The woman stood out that afternoon among all the Germans, and she seems an odd figure in the photograph too, more a part of the inner photograph than the outer one. The colour of her skin, her dress, her hat, her handbag: they blend into the interiors of the old Frauenbad. There is an understated elegance there, in her dress, the tilt of her head, her leisurely manner of leafing through the book. She belongs to a different time, the era of the Frauenbad bathers perhaps. And I cannot help wondering if the page she is looking at holds the same photograph that hangs behind her.

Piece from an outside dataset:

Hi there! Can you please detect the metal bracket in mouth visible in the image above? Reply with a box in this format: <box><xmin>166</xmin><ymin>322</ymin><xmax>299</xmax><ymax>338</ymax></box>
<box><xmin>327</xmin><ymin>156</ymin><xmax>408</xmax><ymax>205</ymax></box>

There are other intriguing symmetries. The woman’s hat and the lamp, similarly shaped and positioned at the diagonal edges of the inner photograph. The large rectangle of the inner photo, the small white rectangle below it to the right, and the (partially obscured) dark rectangle above it. The semi-circle of the table and the semi-circle of the exposed pool in the photograph. The inverted dome of the lamp, and the similar arc we see in the upper portion of the photograph. The shaft of light that angles down towards the woman’s face.

I’m still not certain what makes it work, but I now understand the photograph better.

5 thoughts on “At the Frauenbad

  1. Now I feel just terribly old and nostalgic. This used to be our bathroom! I remember walking down the Bergheimer Strasse with my wet hair freezing during a snowy February morning.
    As all the cheap attic rooms I lived in had only running cold water and no showers or bathtubs, this was where we would go once or twice a week. At that pool in Bergheimer Str. you could swim quietly in the ladies pool (the one pictured) or in the noisier mixed pool, to be reached via a slightly trecherous walk across a metal bridge/staircase. And in the basement below, there were shower cubicles you could rent by the half hour if you didn’t want to swim. I lost my first contact lense there and thought the world was coming to an end. (They were incredibly expensive then.) It was a splendid place. We loved it.

    1. What a lovely memory! I couldn’t have imagined that this image could unlock so many others. But then, that is the power of the photograph.

      Thanks so much for sharing your thoughts. Reading them was a delight, and they reminded me that the city I see and describe is very different from the city others have seen and experienced. The city, the time, and us: the result is unique, and we know it will never return.

  2. I love this photo so much, for all the reasons you do! A magical accident, but of course not entirely an accident – the eye notices the patterns and resonances it’s particularly attuned to.

    1. Thank you, Jean. Wonderful to see you here. I almost thought Tasting Rhubarb was active again, but then I found it wasn’t. Whenever you choose to return, rest assured that some of your old readers will be delighted.